R: My ongoing obsession is with paint, the pure attraction of paint on a surface and what it does when you apply water, or rub it back, or wash off layers. Through my University degree I played with the concept of landscapes - using a horizontal line which automatically makes people assume ‘landscape’ but then using the texture and surface of the paint to bring people back to the fact that it is paint on a surface, and the pure pleasure of looking at the details.
L: What's Important to you?
R: It’s probably very out of tune with current artistic trends, but aesthetic value is my prime motivator. It’s really important to me that my paintings have balance in composition and colour, that they have aesthetic appeal. I want to make the onlooker initially see a landscape or a representation but to then move in closer and look at the details of the paint and the magic in that. I want the viewer to want to live with one of my paintings, there is no bigger compliment than if someone is happy to have a painting in their own home, live with it and look at it every day.

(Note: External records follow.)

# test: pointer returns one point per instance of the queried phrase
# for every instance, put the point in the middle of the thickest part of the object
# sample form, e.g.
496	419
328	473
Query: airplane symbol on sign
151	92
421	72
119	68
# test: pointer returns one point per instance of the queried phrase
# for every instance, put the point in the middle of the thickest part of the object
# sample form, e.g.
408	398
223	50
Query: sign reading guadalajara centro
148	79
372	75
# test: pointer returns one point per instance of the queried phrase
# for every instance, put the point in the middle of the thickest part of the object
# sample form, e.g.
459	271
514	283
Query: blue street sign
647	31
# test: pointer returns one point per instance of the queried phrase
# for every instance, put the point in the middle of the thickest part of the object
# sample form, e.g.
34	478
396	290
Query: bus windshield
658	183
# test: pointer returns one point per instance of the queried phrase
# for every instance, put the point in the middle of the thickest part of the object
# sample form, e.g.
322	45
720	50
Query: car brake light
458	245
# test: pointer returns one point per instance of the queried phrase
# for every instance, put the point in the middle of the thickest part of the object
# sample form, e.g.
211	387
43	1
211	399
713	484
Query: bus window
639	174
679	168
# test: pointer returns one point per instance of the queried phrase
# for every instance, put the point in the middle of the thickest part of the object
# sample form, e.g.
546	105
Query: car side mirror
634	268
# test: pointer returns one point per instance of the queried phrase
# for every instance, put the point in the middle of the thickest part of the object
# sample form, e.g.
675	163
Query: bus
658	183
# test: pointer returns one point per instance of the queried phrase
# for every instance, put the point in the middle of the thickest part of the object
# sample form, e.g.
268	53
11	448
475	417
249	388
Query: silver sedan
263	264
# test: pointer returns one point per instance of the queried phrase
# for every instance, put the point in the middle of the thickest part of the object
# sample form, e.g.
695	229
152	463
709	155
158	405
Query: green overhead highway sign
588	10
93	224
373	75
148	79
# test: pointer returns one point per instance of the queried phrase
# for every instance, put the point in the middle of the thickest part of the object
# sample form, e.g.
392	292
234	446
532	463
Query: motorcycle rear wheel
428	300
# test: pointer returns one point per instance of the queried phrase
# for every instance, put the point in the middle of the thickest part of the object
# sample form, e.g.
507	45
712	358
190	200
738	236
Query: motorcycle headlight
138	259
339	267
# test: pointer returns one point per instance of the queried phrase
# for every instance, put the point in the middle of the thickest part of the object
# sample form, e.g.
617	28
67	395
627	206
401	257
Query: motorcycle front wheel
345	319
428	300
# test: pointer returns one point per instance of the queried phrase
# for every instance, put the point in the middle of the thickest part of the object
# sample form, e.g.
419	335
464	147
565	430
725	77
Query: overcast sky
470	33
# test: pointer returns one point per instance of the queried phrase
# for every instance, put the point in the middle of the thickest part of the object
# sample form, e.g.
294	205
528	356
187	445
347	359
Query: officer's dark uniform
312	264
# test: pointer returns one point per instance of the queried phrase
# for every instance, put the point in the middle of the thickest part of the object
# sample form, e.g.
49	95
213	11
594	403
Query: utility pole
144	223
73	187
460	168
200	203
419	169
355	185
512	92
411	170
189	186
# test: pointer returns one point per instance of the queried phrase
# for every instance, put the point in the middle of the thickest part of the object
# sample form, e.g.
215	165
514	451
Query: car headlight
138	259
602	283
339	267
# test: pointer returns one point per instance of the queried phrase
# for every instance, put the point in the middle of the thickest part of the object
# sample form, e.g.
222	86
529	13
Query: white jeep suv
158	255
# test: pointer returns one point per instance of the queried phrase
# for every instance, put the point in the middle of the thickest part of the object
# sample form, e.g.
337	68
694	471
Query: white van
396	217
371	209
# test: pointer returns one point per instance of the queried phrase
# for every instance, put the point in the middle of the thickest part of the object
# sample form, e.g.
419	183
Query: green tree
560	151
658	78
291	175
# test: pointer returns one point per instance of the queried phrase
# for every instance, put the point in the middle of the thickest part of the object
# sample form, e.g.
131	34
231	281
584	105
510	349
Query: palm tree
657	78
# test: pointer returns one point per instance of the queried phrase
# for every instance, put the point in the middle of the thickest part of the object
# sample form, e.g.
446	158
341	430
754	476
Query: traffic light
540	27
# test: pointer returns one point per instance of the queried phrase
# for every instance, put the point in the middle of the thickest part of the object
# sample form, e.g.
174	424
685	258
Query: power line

L: What are you working on at the moment?
R: That’s a big question! 2020 has certainly brought a period of experimentation for me, so whilst I am still working on my big landscapes, I have become a bit obsessed with line drawing. This, I think, has stemmed from my early-lockdown pursuit of taking every online drawing class that was available to me - from weekly life drawing and portrait painting on Zoom to online classes with The Royal Drawing School. At first these drawing exercises were very separate to my painting practice but it has been really rewarding to see elements of the drawing and observation skills start influencing my painting. So, I am currently working on landscapes, portraits, and drawing, and the combination of all this seems to have evolved into my tree paintings. These vary from semi representational to the much more graphic nature of my ‘tiny trees’ series, where I am using a wide variety of colours and finishes, including gold leaf and Posca pens.
L: What or who Influences you?
R: I draw inspiration from everywhere, from dog walks and nature, from photography and film, from other people’s work, from galleries and museums and from social media platforms like Instagram and Pinterest, from colour palettes I use in interior design to colour combinations I see in front of me every day. It’s an ever-changing feast of influences!
L: What was the last piece of design, art, craft you bought and why and who for?
R: I have bought loads through lock down from artists selling under Matthew Burrows’ #ArtistSupportPledge on Instagram. I have bought so many things, a lot I ‘pretended’ were presents for my husband (we call them ‘for-you-for-me’ presents, he can see straight through what I am doing!). My most recent purchase is a drawing from an artist called Russell Herron who has done drawings of drawn faces on corrugated cardboard, at first glance you think the piece of cardboard is ‘the art’ but then you realise it is a very detailed, very beautiful graphite drawing of the piece of cardboard. It really makes you look twice. I love that!